While professional teams in Europe and the US have long sold ads on their jerseys or naming rights to their home stadiums to generate revenue, their Chinese counterparts are taking things a bit further. China’s soccer and basketball teams have begun to name themselves after their sponsors—to the dismay of fans. The latest example is Shanghai’s basketball team, owned by former NBA star Yao Ming.
The team announced (link in Chinese) on Oct. 13 that it has been renamed “Shanghai Bilibili,” under a naming rights deal with Bilibili, a Chinese video-sharing site themed around anime, comic, and game fandom. Founded in 1996, the team was originally called the Shanghai Sharks and is best known for developing Yao before he entered the NBA. In 2009, Yao purchased his hometown team to save it from financial ruin.
After taking over, Yao renamed the team ”Shanghai Maxxis” under several naming rights deals with a US-based tire company (though the team’s shark logo still appears everywhere from the jersey to the arena floor). The new, even weirder name has quickly been ridiculed on China’s internet. Terms of the latest naming deal were not disclosed, but is estimated at (link in Chinese) 15 million yuan (about $2.2 million) per year.
“I thought it was a piece of Onion news,” one internet user wrote on China’s Twitter-esque Weibo (link in Chinese, registration required—and yes, people in China read the satirical website The Onion).
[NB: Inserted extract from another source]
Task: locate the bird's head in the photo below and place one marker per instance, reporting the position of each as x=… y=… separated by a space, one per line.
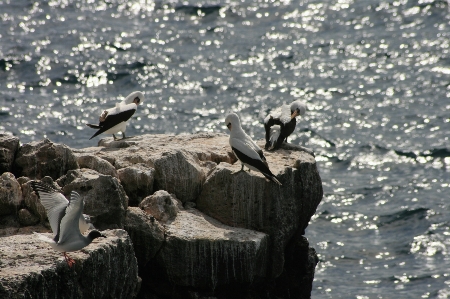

Another blogger wondered whether a “Shanghai Mamma Mia soccer team” could be next, given that phrase sounds almost as silly. Some mocked the combination of “shark” and “Bilibili,” which becomes shabi, a Chinese swear word that literally means “stupid c-nt.” Others said they “feel sorry” for sports commentators because they’ll likely have a hard time repeating “Bilibili” during games.
All jokes aside, the naming issue proves that China has no tradition of respecting sports fans. In 2014, for instance, after tech giant Alibaba bought a 50% stake in soccer club Guangzhou Evergrande, Taobao, a shopping site owned by Alibaba, was soon added to the official name. Even though China’s investors are burning cash in the sports industry in recent years, their teams are unlikely to become household names remembered by the next generation, because they’re changing all the time.